Symptoms: Chain of thought lacks detail Solution: Adjust prompts and temperature

data_engine:
  instructions: "Create problems requiring detailed multi-step reasoning. Each step should be clearly explained with mathematical work shown."
  temperature: 0.2  # More consistent, detailed reasoning

Issue: Mathematical Errors

Symptoms: Incorrect calculations in reasoning Solution: Add verification emphasis

data_engine:
  generation_system_prompt: "You are a careful math teacher who always double-checks calculations and shows verification steps."

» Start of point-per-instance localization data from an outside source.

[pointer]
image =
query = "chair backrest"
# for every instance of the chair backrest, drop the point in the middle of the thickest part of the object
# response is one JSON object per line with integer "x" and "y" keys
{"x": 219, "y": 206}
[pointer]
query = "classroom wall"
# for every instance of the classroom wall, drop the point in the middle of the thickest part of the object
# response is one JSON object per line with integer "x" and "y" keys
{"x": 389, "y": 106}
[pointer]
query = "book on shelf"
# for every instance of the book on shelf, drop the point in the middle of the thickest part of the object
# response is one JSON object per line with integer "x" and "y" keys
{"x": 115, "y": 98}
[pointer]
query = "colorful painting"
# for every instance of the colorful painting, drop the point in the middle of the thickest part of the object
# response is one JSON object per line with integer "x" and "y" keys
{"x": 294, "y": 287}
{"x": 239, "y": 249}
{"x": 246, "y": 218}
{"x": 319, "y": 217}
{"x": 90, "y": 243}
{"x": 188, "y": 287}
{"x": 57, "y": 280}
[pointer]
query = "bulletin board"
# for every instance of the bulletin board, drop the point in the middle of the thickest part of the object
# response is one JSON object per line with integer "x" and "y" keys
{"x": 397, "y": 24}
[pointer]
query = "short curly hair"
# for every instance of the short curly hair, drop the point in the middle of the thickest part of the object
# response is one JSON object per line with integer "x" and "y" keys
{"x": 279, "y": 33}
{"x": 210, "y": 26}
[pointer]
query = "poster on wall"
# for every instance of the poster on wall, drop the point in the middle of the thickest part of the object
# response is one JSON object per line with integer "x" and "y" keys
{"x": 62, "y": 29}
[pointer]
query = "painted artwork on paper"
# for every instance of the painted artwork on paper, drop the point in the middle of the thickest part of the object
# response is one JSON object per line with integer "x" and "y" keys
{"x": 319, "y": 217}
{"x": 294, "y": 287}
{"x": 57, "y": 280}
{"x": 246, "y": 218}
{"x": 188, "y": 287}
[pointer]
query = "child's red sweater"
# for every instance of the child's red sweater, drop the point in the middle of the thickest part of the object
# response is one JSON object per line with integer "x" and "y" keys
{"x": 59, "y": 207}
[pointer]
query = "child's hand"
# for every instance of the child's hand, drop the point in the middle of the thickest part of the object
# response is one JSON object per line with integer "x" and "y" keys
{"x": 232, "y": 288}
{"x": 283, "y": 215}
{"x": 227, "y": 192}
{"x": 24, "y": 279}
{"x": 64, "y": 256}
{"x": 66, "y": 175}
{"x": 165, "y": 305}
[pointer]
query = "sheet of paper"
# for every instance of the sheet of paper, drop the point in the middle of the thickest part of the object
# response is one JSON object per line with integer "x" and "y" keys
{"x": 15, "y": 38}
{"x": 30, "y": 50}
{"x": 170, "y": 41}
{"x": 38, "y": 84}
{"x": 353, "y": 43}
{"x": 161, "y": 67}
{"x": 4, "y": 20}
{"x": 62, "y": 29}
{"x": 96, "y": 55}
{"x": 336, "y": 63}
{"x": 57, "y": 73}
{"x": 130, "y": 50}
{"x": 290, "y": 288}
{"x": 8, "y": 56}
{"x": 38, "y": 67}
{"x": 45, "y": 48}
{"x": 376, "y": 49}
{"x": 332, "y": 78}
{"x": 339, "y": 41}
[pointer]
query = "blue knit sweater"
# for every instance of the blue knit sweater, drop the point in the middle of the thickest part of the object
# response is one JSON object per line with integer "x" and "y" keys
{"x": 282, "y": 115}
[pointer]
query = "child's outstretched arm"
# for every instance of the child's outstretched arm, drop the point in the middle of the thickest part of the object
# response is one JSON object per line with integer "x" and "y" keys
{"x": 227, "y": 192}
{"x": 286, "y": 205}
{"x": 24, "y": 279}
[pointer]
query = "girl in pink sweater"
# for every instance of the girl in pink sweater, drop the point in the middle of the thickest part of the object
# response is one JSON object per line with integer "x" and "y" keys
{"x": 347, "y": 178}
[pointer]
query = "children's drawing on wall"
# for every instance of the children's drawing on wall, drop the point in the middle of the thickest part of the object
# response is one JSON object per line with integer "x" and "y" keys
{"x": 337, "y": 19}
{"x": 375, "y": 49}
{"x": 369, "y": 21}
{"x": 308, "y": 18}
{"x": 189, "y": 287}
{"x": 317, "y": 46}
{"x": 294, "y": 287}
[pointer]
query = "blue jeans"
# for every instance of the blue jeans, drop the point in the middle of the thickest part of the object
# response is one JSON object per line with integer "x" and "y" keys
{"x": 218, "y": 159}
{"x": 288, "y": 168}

Cost and Performance Metrics

Based on our testing with GPT-4o-mini:

Metric Value
Cost per sample ~$0.08-0.12
Generation time ~15-25 seconds per sample
Success rate ~95% with retries
Average quality score 0.78/1.0

Total cost for 50 samples: $4-6 Total time: 15-20 minutes

Conclusion and Next Steps

You've successfully created a comprehensive mathematical reasoning dataset! Here's what you've accomplished:

Generated 50+ high-quality math problems with step-by-step reasoning ✓ Implemented quality validation and filtering processes ✓ Created domain-specific datasets for different math topics ✓ Prepared data for model training with proper splits and formatting

  1. Scale up: Generate larger datasets (200-500 samples) for production use
  2. Model training: Fine-tune a language model on your reasoning dataset
  3. Evaluation: Test model performance on math reasoning benchmarks
  4. Domain expansion: Create datasets for algebra, calculus, statistics
  5. Multi-language: Generate problems in different languages

Advanced Extensions

  • Structured CoT: Try conversation-based math tutoring datasets
  • Hybrid CoT: Combine natural reasoning with formal mathematical notation
  • Visual elements: Include problems with diagrams and geometric figures
  • Difficulty progression: Create graduated difficulty levels
  • Assessment integration: Build evaluation metrics and rubrics

The mathematical reasoning dataset you've created forms a solid foundation for training models that can think through problems systematically and explain their reasoning clearly - essential capabilities for educational AI applications.